This is what happens when you brazenly bake and cook and concoct and discuss food around your children: they become mini foodies. They ask to take cooking classes. They announce plans to become bakers when they grow up. They want to create masterpieces in the kitchen using only water, Cheerios, salt and herbs snipped from the garden.  (I had to taste that one.)

Lately Little e’s been asking to bake things, by which she means stir some ingredients in a bowl and see what happens in the microwave. There’s been a lot of congealing and rubberiness. She’s been delighted.

 

 

So the other day I decided, when asked the same old question–can I bake something today?–to try to slot in a cooking lesson (disguised as fun, of course).
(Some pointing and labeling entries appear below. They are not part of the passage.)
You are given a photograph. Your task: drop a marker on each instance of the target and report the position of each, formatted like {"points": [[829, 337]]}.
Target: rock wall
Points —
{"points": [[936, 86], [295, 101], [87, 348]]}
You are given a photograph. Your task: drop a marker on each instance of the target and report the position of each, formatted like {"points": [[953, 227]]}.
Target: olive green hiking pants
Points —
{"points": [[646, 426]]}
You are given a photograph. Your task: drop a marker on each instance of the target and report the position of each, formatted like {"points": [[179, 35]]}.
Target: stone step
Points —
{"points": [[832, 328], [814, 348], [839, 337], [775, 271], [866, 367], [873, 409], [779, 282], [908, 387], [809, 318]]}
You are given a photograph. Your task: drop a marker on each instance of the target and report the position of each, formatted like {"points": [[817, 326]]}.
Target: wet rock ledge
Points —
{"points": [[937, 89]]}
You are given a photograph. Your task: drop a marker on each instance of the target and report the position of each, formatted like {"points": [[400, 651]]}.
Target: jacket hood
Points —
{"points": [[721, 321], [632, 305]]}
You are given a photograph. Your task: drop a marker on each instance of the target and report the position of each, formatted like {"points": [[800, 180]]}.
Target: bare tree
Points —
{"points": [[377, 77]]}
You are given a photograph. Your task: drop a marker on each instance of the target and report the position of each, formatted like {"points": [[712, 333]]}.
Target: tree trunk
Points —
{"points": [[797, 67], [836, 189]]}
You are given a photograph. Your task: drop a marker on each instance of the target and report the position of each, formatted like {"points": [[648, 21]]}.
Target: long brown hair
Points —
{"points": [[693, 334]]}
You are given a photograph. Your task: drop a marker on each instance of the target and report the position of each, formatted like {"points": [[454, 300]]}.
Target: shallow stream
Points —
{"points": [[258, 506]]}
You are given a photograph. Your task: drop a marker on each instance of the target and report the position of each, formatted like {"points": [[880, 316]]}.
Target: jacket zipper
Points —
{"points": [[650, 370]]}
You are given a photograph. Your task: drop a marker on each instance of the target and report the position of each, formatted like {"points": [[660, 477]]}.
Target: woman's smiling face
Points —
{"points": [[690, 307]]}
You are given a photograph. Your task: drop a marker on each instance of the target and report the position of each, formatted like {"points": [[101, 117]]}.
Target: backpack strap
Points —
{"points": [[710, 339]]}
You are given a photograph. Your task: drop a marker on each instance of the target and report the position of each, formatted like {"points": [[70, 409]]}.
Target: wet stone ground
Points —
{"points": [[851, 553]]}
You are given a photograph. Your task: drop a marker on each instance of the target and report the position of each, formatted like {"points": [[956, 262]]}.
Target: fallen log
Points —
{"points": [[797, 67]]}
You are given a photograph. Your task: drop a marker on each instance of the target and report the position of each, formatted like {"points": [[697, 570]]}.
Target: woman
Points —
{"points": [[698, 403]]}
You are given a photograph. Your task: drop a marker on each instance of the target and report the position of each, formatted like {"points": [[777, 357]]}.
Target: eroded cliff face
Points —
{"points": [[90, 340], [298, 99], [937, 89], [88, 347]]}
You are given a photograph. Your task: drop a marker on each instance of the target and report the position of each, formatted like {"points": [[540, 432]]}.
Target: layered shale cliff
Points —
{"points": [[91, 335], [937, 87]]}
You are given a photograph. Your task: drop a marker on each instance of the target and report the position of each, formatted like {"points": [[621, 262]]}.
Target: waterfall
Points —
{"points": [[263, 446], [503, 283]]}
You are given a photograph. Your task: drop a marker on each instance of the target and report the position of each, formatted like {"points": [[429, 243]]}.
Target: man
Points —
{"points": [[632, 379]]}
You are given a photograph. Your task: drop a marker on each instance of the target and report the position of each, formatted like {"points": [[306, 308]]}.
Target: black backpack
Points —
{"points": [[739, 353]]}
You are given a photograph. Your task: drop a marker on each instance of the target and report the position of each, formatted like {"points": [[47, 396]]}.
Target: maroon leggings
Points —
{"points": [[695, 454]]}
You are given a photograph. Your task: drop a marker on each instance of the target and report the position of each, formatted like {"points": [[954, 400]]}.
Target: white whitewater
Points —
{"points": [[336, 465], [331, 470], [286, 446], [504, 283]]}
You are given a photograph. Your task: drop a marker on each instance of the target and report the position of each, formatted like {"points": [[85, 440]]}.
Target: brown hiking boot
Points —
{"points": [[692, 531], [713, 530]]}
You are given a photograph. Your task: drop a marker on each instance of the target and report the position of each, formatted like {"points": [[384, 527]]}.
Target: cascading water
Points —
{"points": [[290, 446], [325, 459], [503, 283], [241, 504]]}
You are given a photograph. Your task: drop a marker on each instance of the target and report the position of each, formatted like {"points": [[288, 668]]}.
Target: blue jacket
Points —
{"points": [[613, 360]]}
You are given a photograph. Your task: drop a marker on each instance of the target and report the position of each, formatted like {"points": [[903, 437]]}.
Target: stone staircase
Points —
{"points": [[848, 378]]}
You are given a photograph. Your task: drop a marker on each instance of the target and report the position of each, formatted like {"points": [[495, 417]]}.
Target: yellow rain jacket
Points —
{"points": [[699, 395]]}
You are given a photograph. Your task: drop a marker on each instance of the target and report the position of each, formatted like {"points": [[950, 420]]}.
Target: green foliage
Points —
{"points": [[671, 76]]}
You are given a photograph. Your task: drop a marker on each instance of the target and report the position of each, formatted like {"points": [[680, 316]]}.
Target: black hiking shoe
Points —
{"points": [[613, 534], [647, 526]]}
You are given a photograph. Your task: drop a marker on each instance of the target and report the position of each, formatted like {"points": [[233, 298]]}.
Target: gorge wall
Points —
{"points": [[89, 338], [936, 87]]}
I told her we’d make a white pudding. That sounded AMAZING to her, so off we went…to make a roux.

I know one of the things she likes about cooking–that we all like, I imagine–is the magic, the alchemy of it. We take separate substances and combine them, heat them, change their structure or size, and–abracadabra!–we have a whole new substance. A combination that’s more than the sum of its parts and is, hopefully, tasty.

 

 

I never think about this anymore. I’ve made too many hundreds of dinners, lunches, cakes and puddings to think about what’s actually going on. There’s an end result to get to (before everyone gets hangry). But cooking with kids slows you down, brings you into the moment.

We forget all that we know. All that we take for granted. Butter and flour, heated together into a paste, then slurried with milk? Yeah, that’s a roux, but look what happens! The hot butter cooks the flour, coats it with fat, so that when you add the milk, the flour expands and thickens the liquid evenly, into a smooth sauce. Or in our case, with less milk, a thick pudding. It IS magic. This is wheat and animal fats combining in a way never found in nature. Some ancient human alchemist-cook stumbled upon this strange bit of edible science and we’ve been making it ever since. It’s miraculous, and to my five-year-old, it’s that and more. It’s a symbol of all that she gets to discover, these small and bright secrets of the world.

A tadpole becomes a frog, a caterpillar becomes a butterfly, teeth sprout from the smooth, pink gums of a baby. These are some of the things she’s witnessed, and now she’s seen how flour and fat can thicken into something delicious. She knows how to make a roux.

And eat it like pudding.

 

 

What recipes do (or did) your kids like to make?